The Confederation of British Metalforming (CBM) has welcomed Jaguar Land Rover’s (JLR) staged return to production and the launch of a funding stream to stabilise suppliers — but warned that serious liquidity problems continue to threaten smaller firms deeper in the UK automotive supply chain.
CBM President Stephen Morley said the carmaker’s payment scheme was a “welcome boost to liquidity” for top-tier suppliers but cautioned that the benefits were not reaching tier 2, 3 and 4 businesses.
“JLR is to be applauded for its hard work in getting funds in place and for producing a workable payment scheme,” Morley said. “However, there are still key issues, especially for smaller firms. Understanding what qualifies a supplier for support is paramount, and there is still reliance on the goodwill of tier one suppliers to pass payments down. In some cases, we know this hasn’t happened.”
In a call with CBM leadership, Industry Minister Chris McDonald confirmed that the government had convened major banks to discuss emergency support for firms affected by production delays and supply chain disruption.
Morley said the CBM was “indebted” to the minister for intervening and urged all JLR suppliers to contact their banks to discuss what support could be made available immediately.
“Suppliers further down the chain need urgent liquidity to survive and then to fund the restart of production,” Morley said. “The second hurdle is a gap in sales, which could stretch to ten or twelve weeks — and that could be the real breaking point.”
The CBM said the Growth Guarantee Scheme could be adapted quickly to provide interest-free working capital, helping smaller manufacturers bridge revenue gaps and rehire staff without worsening debt burdens.
Morley said the organisation’s taskforce was in constant dialogue with HM Treasury on longer-term support options.
“It’s already in place and could be modified quickly to be used without the burden of interest costs,” he said. “This would spread the impact of lost revenue and provide the working capital required to restart when orders come through again.”

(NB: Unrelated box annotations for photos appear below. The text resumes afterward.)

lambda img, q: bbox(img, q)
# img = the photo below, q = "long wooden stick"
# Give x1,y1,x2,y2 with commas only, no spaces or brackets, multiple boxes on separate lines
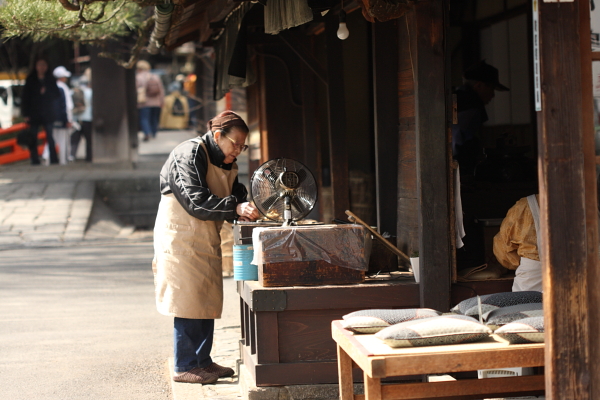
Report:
346,210,410,262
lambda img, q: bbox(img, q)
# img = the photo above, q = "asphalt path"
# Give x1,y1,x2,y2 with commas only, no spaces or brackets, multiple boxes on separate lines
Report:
0,240,173,400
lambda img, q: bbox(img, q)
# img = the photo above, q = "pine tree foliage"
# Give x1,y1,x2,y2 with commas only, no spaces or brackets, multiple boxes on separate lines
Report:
0,0,152,43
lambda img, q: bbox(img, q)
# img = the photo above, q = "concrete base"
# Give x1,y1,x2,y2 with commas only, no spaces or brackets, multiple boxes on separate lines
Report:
239,364,364,400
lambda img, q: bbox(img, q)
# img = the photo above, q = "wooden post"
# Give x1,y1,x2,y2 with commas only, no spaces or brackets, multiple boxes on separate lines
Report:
371,20,399,233
90,48,138,162
409,0,451,311
579,0,600,399
325,12,350,219
538,1,598,400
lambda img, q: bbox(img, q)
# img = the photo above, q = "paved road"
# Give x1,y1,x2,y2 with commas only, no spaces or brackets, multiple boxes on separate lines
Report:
0,131,240,400
0,241,244,400
0,243,172,400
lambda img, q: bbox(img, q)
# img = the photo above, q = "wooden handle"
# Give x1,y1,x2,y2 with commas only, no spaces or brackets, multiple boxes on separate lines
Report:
346,210,410,262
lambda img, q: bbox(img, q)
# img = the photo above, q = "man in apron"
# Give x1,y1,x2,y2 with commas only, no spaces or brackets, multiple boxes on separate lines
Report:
494,195,542,292
152,111,258,384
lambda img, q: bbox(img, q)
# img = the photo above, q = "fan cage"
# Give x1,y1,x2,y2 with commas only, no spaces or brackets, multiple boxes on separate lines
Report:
250,158,317,222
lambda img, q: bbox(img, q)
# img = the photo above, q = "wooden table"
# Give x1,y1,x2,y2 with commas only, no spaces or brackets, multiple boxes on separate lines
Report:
332,321,544,400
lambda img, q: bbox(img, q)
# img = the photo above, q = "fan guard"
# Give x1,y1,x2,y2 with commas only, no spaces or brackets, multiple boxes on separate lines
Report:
250,158,317,225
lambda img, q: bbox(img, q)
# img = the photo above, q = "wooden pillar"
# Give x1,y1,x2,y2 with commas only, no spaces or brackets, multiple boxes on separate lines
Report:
371,20,399,233
396,14,419,255
538,1,598,400
325,12,350,220
90,48,138,162
579,2,600,399
409,0,451,311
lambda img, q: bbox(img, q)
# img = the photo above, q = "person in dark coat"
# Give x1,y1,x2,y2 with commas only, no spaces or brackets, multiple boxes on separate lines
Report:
452,60,509,180
21,59,60,165
152,111,258,384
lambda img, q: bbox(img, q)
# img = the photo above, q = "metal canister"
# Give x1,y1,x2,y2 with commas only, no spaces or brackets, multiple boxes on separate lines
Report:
233,244,258,281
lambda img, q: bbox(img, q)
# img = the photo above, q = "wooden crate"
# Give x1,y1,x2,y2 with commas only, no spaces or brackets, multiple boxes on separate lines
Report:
258,260,365,287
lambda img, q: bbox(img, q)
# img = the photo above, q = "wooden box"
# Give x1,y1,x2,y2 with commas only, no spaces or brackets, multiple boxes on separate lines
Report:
258,260,365,287
253,224,371,287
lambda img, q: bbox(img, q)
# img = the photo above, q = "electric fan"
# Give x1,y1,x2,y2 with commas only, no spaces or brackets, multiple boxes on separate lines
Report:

The CBM argues that it is in lenders’ and the government’s interest to ensure viable firms survive, noting that “the price of saving good companies is far cheaper than losing them”.

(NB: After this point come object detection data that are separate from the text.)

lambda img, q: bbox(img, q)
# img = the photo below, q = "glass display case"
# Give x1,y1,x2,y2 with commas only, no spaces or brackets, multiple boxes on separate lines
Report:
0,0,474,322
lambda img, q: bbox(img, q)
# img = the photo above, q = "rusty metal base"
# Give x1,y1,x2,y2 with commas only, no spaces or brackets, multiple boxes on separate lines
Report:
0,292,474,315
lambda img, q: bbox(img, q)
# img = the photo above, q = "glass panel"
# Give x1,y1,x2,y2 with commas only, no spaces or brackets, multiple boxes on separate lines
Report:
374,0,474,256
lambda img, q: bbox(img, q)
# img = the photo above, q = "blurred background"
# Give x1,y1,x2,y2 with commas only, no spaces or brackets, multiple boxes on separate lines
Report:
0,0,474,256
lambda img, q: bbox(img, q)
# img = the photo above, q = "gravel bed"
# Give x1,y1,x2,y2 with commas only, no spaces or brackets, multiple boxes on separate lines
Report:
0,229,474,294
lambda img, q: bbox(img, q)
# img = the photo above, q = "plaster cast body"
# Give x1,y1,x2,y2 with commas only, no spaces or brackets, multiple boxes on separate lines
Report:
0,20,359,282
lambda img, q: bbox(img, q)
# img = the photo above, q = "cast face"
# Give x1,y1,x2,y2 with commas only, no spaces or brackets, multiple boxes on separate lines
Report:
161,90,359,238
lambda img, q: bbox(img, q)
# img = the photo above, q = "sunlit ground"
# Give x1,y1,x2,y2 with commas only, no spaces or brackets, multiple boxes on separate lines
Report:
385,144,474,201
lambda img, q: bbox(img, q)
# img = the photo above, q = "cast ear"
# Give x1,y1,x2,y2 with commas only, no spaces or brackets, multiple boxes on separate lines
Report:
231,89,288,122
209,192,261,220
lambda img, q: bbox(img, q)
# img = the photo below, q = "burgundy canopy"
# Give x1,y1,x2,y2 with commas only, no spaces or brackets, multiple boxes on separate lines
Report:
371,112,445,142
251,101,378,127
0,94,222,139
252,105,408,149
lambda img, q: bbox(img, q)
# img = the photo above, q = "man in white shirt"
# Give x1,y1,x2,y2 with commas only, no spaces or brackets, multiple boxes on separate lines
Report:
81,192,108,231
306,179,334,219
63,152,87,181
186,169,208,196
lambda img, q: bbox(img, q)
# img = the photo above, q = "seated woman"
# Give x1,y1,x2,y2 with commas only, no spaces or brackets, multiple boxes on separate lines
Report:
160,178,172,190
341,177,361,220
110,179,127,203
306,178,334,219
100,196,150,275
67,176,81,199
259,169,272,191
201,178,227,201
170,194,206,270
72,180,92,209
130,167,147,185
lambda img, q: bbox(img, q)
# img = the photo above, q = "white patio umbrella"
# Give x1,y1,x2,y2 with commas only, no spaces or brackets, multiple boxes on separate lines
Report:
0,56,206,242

Morley warned that even if immediate liquidity concerns are eased, the longer-term cashflow and credit consequences could hamper future investment and growth across the sector.
“If immediate liquidity concerns are alleviated, how does this unwind in the future?” he said. “This situation will have a material impact on cash flow, long-term liquidity and profits. Supplier relationships with lenders could also be affected, influencing access to future facilities.”
He added that addressing these issues was vital to safeguarding the resilience of the UK automotive supply chain, a key pillar of British manufacturing.